I have a 2d array
a = array([[5, 0, 1, 0],
[0, 1, 3, 5],
[2, 3, 0, 0],
[4, 0, 2, 4],
[3, 2, 0, 3]])
and a 1d array
b = array([1, 2, 1, 2, 2])
which ( b
) tells how many non-zero elements we want to choose from each row of the array a
.
For example, b[0] = 1
tells us that we have to choose 1 non-zero element from a[0]
, b[1] = 2
tells us that we have to choose 2 non-zero elements from a[1]
, and so on.
For a 1d array, it can be done using np.random.choice
, but I can't find how to do it for a 2d array, so I have to use a for
loop which slows the computation.
I want the result as 2d array as
array([[5, 0, 0, 0],
[0, 1, 0, 5],
[2, 0, 0, 0],
[0, 0, 2, 4],
[3, 2, 0, 0]])
Here, we have 1 element in row 1, 2 elements in row 2, 1 element in row 3 and so on as given in array b.
It looks like a Competitive Programming problem.
I don't think that you can achieve the results using numpy.random.choice (I may be wrong).

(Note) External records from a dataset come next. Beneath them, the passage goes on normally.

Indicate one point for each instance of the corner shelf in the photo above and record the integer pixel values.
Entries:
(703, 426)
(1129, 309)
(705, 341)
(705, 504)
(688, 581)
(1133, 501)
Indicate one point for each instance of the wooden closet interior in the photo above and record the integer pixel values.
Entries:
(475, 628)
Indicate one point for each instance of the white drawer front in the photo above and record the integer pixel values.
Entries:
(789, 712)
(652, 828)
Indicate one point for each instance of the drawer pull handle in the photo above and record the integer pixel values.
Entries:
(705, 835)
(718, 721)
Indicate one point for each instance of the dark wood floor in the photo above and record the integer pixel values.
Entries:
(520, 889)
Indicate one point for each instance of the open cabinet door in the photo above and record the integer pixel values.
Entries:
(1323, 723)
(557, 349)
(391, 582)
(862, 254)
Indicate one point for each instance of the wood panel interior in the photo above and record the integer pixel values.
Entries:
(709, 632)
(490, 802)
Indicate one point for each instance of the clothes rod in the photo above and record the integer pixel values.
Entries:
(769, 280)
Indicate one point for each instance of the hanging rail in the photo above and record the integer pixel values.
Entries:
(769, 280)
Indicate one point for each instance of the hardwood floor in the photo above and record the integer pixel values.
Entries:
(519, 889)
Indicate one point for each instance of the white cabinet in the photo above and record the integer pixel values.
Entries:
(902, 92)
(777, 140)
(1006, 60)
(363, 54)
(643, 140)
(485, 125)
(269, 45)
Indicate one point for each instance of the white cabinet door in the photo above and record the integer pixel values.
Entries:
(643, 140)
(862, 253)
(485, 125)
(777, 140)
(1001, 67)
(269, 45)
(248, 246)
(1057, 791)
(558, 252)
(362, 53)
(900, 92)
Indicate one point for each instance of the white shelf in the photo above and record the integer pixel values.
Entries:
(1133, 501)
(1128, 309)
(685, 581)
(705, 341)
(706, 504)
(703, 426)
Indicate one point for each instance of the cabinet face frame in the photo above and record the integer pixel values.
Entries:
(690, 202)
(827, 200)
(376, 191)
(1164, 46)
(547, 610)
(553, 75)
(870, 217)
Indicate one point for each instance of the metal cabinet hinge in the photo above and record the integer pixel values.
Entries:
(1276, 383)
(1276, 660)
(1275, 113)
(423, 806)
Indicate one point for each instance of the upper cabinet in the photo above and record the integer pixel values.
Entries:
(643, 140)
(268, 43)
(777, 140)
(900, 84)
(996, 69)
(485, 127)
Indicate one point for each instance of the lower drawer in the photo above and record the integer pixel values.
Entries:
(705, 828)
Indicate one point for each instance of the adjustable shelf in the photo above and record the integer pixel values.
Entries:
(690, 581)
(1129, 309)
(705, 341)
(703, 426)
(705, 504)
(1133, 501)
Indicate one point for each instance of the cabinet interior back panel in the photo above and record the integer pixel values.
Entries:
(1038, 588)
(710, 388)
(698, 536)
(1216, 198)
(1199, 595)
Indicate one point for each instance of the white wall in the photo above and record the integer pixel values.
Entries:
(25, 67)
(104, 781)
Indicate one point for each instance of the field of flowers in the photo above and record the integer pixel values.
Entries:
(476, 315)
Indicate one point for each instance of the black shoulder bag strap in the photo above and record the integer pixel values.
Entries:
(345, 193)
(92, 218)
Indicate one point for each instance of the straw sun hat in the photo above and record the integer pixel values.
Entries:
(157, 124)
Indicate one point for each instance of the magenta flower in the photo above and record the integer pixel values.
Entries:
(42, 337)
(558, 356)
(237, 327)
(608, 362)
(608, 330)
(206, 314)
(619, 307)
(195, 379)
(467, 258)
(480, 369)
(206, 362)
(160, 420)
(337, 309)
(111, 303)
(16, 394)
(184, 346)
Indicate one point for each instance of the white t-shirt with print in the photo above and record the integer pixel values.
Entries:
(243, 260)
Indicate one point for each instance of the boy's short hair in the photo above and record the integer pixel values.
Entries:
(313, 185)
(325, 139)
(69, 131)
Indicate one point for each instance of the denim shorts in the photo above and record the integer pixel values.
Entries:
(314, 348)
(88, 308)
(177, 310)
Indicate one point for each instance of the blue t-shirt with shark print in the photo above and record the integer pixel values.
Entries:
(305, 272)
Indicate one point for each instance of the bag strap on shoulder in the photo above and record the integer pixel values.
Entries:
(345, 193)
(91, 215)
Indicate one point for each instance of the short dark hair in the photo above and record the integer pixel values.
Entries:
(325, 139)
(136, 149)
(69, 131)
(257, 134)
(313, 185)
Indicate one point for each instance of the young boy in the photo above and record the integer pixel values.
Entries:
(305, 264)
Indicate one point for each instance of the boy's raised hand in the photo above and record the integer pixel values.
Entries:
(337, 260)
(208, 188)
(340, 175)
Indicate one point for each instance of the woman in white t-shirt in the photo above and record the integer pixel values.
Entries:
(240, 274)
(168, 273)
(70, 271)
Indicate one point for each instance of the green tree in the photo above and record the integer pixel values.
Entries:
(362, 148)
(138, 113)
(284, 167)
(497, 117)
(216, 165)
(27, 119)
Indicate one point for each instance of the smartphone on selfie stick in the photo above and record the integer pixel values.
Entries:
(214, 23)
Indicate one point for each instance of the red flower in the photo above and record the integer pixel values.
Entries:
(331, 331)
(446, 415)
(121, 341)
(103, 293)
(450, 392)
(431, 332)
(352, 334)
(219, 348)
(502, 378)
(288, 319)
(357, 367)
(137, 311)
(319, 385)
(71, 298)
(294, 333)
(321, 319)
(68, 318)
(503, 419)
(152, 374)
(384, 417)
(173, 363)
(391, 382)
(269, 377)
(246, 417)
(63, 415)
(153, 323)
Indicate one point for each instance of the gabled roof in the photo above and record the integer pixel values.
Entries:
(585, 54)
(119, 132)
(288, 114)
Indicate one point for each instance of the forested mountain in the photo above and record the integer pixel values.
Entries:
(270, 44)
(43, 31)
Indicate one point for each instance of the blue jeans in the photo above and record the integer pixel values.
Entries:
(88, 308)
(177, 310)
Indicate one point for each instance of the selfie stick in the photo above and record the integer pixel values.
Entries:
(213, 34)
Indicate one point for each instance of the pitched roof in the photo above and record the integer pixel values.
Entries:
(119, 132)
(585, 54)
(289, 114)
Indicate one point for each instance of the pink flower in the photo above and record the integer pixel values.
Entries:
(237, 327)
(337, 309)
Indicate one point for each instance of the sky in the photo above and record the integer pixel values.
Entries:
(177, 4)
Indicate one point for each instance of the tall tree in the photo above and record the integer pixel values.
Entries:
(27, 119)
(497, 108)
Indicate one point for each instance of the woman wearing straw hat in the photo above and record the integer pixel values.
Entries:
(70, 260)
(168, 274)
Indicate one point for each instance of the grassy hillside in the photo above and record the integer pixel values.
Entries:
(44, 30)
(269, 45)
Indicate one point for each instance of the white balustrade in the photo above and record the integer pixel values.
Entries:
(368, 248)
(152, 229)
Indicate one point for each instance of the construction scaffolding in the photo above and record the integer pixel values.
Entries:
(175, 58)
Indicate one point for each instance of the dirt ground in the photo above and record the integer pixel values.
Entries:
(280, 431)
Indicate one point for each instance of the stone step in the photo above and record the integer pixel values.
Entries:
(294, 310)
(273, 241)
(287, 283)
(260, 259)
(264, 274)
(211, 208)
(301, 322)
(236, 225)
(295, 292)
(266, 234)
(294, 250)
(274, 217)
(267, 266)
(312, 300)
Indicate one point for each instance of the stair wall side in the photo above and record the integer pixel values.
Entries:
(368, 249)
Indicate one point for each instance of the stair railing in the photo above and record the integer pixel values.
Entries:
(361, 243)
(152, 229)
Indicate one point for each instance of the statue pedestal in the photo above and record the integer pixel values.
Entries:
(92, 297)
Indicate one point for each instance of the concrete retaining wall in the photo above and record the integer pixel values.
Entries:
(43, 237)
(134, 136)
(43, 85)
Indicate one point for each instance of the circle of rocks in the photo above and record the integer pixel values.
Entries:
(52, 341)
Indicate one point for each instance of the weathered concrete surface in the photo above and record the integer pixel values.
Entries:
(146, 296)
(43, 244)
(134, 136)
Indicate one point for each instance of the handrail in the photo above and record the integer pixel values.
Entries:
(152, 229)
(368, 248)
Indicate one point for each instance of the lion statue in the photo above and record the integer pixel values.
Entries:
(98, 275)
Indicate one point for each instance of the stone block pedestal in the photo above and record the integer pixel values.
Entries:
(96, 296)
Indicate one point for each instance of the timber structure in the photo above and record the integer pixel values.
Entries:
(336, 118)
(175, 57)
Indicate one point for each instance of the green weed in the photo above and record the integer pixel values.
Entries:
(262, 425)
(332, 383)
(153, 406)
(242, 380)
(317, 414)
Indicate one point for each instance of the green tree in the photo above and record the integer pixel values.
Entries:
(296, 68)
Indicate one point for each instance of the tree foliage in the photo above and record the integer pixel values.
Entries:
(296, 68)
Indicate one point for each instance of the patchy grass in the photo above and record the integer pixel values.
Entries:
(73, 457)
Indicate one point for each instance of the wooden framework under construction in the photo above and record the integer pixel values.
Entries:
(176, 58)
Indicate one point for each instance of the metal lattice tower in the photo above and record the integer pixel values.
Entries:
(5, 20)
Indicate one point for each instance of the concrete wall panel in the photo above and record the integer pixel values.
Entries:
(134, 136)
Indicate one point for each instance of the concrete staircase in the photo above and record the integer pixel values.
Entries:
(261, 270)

Anyways, think of it like this. To select x
number of non-zero elements from a 1D array of size n
, it will be of O(n) complexity in the worst case. And, for a 2D array it will be O(n^2) if you follow the same naive approach.
this post is almost similar to your question, but numpy.nonzero also is an O(n^2) function.